I’d like to think that a lot of what we write about here on the blog can be just as interesting today as it was when it was written. And since we have other things in the works but nothing new today, here are some oldies from the blog that may still be of interest (and certainly, this is not an exclusive list). I know some of you have been reading for years, and this may be old stuff, but it may be new to some of you. Here are a sampling of oldies that should have some relevance for the upcoming season.
Back in June 2006, Doug took a quick look at coaching changes and lurking variables, and whether teams that change coaches are more likely to improve than those that keep the same coach. Since that was written, 24 teams finished with 5 or fewer wins (2005-2007). 12 changed coaches; 12 did not. The updated numbers for the 0-3 win group are 18-1-0 (improve-same-decline) for the changers and 10-1-2 for the same coaches. For the 4-5 win group, the numbers are 21-0-3 for the changers, and 35-6-10 for the same coaches. Interestingly, of the twelve coaches who returned to start the next season after winning five or fewer games, eleven are already gone. Only Jeff Fisher is still coaching.
In July 2007, in my first official post on the PFR blog, I looked at teams moving into new stadiums, and how they enjoyed strong home field advantages in their second years in the new stadiums. That post was written in regard to the upcoming Cardinals season, and Arizona would end up going 6-2 at home and 2-6 on the road. Adding in the Cardinals to the previous data, the second year in a new stadium winning percentage is 0.628 at home and 0.391 on the road, for a +0.236 differential. For Colts fans out there, this is year two in Lucas Oil Stadium. If history is an indicator, look for the Colts to show a stronger home field advantage in 2009 now that they have a year of experience.
In September 2007, Chase asked “how much does week one matter” and then came up with a formula looking at projected wins, winning percentage through each week, and winning percentage over remainder of season. The short answer, a team's expected wins (based on the previous year's simple rating system rating) is 6 times more important than the week 1 result in predicting what will happen over the rest of the season.

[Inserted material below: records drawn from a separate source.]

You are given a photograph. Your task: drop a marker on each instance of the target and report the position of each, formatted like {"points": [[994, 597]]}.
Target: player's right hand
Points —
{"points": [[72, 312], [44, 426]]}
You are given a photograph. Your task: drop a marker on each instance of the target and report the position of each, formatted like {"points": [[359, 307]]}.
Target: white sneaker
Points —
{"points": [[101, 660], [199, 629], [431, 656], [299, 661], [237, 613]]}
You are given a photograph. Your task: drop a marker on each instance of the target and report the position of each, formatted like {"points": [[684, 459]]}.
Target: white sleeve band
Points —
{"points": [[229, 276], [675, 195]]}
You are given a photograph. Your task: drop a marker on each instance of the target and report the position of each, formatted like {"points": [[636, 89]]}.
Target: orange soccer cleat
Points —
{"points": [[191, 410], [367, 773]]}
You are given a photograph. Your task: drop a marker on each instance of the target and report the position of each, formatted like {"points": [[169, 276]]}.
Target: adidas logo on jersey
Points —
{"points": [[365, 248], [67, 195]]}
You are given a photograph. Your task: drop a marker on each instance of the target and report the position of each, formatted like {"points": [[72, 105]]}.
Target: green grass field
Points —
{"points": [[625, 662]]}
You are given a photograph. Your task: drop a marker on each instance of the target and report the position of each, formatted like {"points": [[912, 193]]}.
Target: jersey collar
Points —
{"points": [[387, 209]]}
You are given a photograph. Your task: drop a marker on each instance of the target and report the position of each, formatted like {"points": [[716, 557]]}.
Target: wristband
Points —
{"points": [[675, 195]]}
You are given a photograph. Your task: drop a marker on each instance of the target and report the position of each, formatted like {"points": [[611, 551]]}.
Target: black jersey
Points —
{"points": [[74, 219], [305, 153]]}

Last August, Doug embarked upon the question “what is a starting quarterback worth”, by looking at QB start data and points scored. It’s a must read for those who are soon to be freaking out when their starter goes down. As an aside, I’m pretty sure Doug is responsible for the Brady injury, as he dared to hypothetically ask what New England would do without Tom Brady, concluding, ultimately, that they would be a solid 10 or maybe 11 win team without Brady.